The distraction gave PC Palmer time to get up and run as PC Carlisle shouted for armed support, the inquest heard, but he collapsed metres away and died at the scene of his injuries.

PC Carlisle told how he saw close protection officers with handguns drawn approaching, adding: “I indicated the suspect, making it clear who the attacker was and pointing him out.”

After Masood was shot, the officer secured him in handcuffs, fearing he was a “jihadi-type” attacker who might be wearing a suicide vest.

He then saw PC Palmer on the ground surrounded by a “gaggle of people” and went to help.

Hugo Keith, a lawyer representing the Metropolitan Police told PC Carlisle: “You bravely attempted to go towards Masood and PC Palmer to try to disable Masood, but the reality was there was no time to stop him before he got to PC Palmer and once he turned towards you with his knives there was no time or ability to stop him after that.”

Lawyer Susannah Stevens thanked the officer for his bravery in trying to help on behalf of PC Palmer’s family.

She argued that the absence of armed police stationed at Carriage Gates contributed to the officer’s death as part of an inadequate security system.

Two marksmen were on patrol in New Palace Yard but had been near the site of the attack for just 14 out of the 108 minutes before the officer was attacked, the inquests heard.

“PC Palmer, an unarmed officer, should not have been stabbed to death inside the Palace of Westminster on 22 March last year without any adequate firearms protection,“ Ms Stevens said.

“If there had been firearms officers present at that time, in our submission, on the balance of probabilities they would have been able to prevent a loss of an opportunity of saving PC Palmer’s life.

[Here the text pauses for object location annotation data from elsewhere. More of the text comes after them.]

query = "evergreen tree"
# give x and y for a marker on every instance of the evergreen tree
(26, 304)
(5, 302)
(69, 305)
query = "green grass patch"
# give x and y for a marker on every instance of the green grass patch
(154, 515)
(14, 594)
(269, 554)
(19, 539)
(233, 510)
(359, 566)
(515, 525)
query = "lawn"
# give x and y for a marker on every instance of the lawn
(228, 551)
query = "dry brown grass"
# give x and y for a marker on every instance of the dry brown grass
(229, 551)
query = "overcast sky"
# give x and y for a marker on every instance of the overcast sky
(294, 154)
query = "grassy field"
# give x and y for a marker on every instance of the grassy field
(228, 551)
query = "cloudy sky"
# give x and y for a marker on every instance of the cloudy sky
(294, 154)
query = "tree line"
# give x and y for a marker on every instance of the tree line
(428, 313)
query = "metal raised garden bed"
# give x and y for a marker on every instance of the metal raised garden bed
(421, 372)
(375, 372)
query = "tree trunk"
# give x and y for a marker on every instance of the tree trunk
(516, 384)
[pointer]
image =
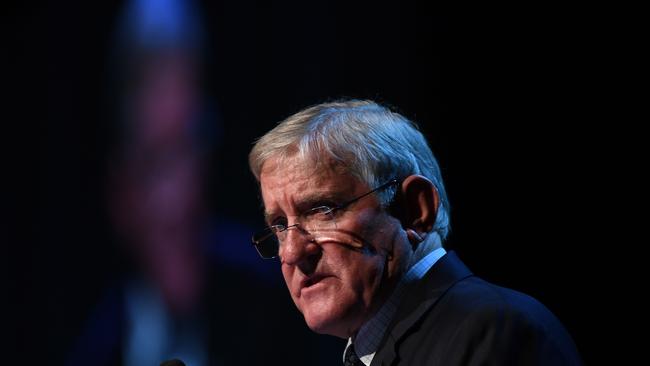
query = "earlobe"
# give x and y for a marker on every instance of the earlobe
(420, 203)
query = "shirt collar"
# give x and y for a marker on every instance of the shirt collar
(367, 339)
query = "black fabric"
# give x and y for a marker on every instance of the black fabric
(452, 317)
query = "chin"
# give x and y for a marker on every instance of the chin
(327, 321)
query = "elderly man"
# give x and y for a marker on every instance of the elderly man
(357, 214)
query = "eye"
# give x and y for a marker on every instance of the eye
(321, 213)
(278, 221)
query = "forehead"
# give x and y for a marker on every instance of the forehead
(291, 177)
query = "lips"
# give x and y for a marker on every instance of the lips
(312, 280)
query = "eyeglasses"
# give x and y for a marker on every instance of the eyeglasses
(313, 221)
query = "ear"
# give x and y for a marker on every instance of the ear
(420, 202)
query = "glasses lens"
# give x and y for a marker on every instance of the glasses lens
(268, 248)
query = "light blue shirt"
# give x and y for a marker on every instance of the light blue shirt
(366, 341)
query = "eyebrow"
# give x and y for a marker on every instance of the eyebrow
(309, 201)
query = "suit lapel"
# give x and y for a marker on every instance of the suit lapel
(421, 296)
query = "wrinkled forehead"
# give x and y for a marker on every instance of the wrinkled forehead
(302, 166)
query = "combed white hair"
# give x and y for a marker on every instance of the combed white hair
(370, 141)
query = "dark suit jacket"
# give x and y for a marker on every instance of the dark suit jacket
(452, 317)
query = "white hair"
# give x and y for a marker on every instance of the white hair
(371, 142)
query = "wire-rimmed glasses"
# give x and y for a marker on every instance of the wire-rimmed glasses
(315, 220)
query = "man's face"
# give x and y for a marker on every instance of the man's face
(338, 278)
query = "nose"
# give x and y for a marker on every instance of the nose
(298, 246)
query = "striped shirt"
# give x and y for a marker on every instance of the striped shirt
(366, 341)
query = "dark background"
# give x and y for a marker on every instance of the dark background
(502, 93)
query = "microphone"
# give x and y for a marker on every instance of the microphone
(173, 362)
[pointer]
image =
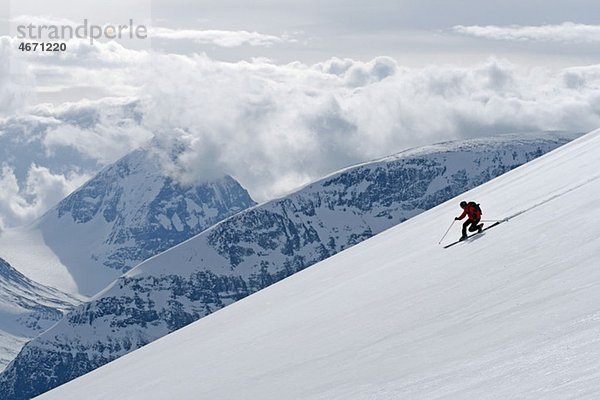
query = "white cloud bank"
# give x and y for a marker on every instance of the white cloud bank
(221, 38)
(565, 32)
(277, 126)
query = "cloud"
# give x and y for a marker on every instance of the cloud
(220, 37)
(566, 32)
(275, 127)
(42, 189)
(48, 153)
(103, 131)
(16, 81)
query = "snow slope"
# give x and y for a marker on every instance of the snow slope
(27, 308)
(127, 213)
(512, 313)
(255, 248)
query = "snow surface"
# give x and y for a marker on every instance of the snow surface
(511, 313)
(27, 308)
(128, 212)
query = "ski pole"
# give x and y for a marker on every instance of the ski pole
(446, 232)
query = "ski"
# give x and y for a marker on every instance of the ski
(476, 233)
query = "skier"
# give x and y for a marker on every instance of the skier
(472, 210)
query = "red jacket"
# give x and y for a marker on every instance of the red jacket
(472, 212)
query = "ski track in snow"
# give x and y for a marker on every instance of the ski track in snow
(513, 315)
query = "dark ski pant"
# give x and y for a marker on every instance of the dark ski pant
(472, 228)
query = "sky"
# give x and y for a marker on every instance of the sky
(279, 93)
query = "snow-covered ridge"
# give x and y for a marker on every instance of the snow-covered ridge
(255, 248)
(511, 313)
(27, 308)
(127, 213)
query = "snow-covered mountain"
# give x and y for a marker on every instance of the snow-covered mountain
(511, 313)
(255, 248)
(127, 213)
(26, 309)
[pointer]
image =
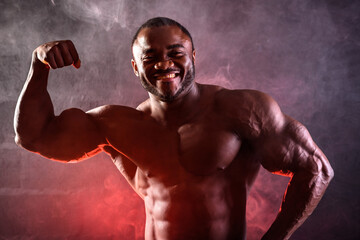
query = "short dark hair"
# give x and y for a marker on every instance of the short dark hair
(159, 22)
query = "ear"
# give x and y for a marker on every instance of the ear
(133, 64)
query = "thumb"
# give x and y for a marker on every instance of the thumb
(77, 64)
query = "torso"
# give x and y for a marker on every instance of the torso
(193, 178)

“Or to put it another way, on the balance of probabilities, their absence contributed to PC Palmer’s death.”

Dominic Adamson, representing the MC Palmer’s widow Michelle, said there had been a systematic failure in security arrangements for New Palace Yard.

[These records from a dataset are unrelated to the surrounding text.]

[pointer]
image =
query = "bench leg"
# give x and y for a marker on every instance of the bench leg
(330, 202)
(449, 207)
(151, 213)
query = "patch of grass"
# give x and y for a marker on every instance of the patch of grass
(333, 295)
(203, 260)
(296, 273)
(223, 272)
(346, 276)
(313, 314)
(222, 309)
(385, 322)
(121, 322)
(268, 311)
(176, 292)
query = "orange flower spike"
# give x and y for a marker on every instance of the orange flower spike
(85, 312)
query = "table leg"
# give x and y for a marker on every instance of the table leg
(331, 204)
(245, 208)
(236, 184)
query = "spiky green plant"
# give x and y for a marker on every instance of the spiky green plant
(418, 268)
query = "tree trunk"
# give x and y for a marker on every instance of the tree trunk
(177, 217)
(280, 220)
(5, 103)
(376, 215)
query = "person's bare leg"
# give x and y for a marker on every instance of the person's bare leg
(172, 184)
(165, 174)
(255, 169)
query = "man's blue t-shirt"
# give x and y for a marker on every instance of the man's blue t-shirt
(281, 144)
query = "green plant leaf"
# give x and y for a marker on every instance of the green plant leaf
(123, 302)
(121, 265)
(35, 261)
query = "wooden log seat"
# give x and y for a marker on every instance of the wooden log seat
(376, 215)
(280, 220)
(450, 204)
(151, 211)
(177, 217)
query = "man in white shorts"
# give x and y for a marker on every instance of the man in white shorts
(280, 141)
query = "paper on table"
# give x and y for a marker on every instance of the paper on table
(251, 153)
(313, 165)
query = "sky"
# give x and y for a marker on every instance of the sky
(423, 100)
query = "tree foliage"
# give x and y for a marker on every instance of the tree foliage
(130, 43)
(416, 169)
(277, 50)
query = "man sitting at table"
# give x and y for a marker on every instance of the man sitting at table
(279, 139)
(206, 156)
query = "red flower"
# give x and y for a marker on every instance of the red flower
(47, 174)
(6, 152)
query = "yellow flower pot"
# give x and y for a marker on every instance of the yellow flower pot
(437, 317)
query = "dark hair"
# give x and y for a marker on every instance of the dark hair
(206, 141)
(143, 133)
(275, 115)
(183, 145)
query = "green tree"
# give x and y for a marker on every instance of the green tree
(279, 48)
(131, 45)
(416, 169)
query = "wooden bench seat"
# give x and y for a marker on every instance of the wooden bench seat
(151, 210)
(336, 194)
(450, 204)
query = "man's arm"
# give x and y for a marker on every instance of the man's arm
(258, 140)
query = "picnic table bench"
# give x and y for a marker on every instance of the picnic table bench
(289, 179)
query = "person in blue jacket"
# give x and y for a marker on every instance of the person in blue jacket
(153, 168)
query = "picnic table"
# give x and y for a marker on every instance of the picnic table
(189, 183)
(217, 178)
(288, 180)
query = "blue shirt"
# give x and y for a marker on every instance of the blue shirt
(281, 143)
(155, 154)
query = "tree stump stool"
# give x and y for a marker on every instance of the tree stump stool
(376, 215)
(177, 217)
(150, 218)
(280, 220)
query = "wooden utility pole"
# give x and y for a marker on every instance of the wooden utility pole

“The system for protecting unarmed officers at the gates of the Palace of Westminster had failed and had been failing for years,” he said.

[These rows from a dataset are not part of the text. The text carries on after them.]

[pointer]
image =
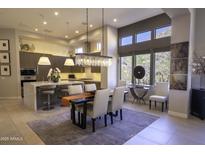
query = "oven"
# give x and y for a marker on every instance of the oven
(27, 75)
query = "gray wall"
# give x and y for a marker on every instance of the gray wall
(179, 100)
(10, 86)
(200, 32)
(149, 24)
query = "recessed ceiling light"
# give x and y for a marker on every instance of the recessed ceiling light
(45, 22)
(115, 20)
(56, 13)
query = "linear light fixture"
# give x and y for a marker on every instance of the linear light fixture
(87, 59)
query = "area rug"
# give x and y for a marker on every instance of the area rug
(60, 130)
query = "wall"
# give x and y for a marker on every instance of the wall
(149, 24)
(200, 32)
(179, 100)
(10, 86)
(109, 74)
(44, 44)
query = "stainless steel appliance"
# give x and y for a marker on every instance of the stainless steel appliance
(27, 75)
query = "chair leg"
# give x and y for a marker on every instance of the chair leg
(116, 113)
(166, 103)
(105, 118)
(93, 124)
(49, 102)
(120, 114)
(111, 117)
(79, 118)
(162, 106)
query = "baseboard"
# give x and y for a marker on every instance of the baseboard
(178, 114)
(10, 98)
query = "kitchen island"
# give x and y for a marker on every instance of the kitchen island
(31, 99)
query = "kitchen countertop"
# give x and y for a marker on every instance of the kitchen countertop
(45, 83)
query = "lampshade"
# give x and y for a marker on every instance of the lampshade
(44, 61)
(69, 62)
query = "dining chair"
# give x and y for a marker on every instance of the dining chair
(116, 103)
(134, 95)
(75, 89)
(49, 91)
(90, 87)
(161, 92)
(121, 83)
(99, 107)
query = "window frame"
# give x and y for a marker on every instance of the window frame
(120, 41)
(152, 64)
(141, 33)
(155, 31)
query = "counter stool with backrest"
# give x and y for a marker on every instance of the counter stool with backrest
(116, 103)
(161, 93)
(49, 91)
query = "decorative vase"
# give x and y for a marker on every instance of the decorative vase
(198, 81)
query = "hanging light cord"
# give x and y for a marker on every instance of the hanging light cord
(102, 31)
(87, 28)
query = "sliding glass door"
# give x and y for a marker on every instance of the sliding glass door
(156, 64)
(162, 66)
(144, 60)
(126, 69)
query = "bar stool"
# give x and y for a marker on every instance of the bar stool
(49, 91)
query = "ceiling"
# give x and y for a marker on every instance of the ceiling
(29, 19)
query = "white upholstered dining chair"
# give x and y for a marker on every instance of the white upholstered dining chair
(116, 103)
(98, 107)
(161, 93)
(121, 83)
(75, 89)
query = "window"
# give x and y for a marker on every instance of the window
(162, 66)
(142, 37)
(163, 32)
(144, 60)
(79, 50)
(126, 69)
(98, 46)
(126, 41)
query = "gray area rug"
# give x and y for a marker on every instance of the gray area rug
(60, 130)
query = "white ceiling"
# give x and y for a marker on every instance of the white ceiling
(29, 19)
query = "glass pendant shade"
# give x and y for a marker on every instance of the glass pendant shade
(44, 61)
(69, 62)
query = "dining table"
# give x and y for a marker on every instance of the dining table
(82, 99)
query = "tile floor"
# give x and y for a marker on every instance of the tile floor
(166, 130)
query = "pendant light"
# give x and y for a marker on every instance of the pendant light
(68, 61)
(87, 59)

“The problems were, in our submission, obvious and ought to have been identified by those in authorities at the Palace of Westminster.”

PC Keith Palmer’s funeral

He told the coroner: “In my submission it is very clear that you can be satisfied that as a result of those failures the consequences for PC Palmer were that there was a substantial loss of the opportunities for him to be saved.”

The 48-year-old died at the scene, while 52-year-old Masood was pronounced dead in hospital after being shot twice in the chest.

Kurt Cochran, 54, Leslie Rhodes, 75, Aysha Frade, 44, and Andreea Cristea, 31, died as a result of being hit by Masood’s car on Westminster Bridge.

Gareth Patterson QC, who represents their families, said the inquests had heard evidence exposing troubling areas of concern over security in Westminster and MI5’s decision not to investigate Masood as a threat.

He urged the coroner to make a report on the circumstances of the case to protect the public and said there was a black and white approach among security services, separating probes into attack planning and general evidence of extremism.

“The Frade family was quite frankly bewildered by the failure to revisit Masood, particularly in the latter years when he was again and again meeting with [Anjem Choudary’s terrorist group] al-Muhajiroun individuals,” Mr Patterson said.

He suggested security services should look again at when to investigate and when to stop, and take account of violent backgrounds such as Masood’s, who had a lengthy history of violence and domestic abuse.

Mr Patterson also suggested the coroner make recommendations to the government on regulation of hire cars after the inquests heard Masood rented a powerful Hyundai in Birmingham without any regulation.

He highlighted concerns over online radicalisation and end-to-end encryption of apps such as WhatsApp, which Masood used to send his final “Jihad” manifesto seeking to justify his actions.

Mark Lucraft QC, the Chief Coroner of England and Wales, is due to start delivering his conclusions on Wednesday and a separate inquest into Masood’s death will start later this week.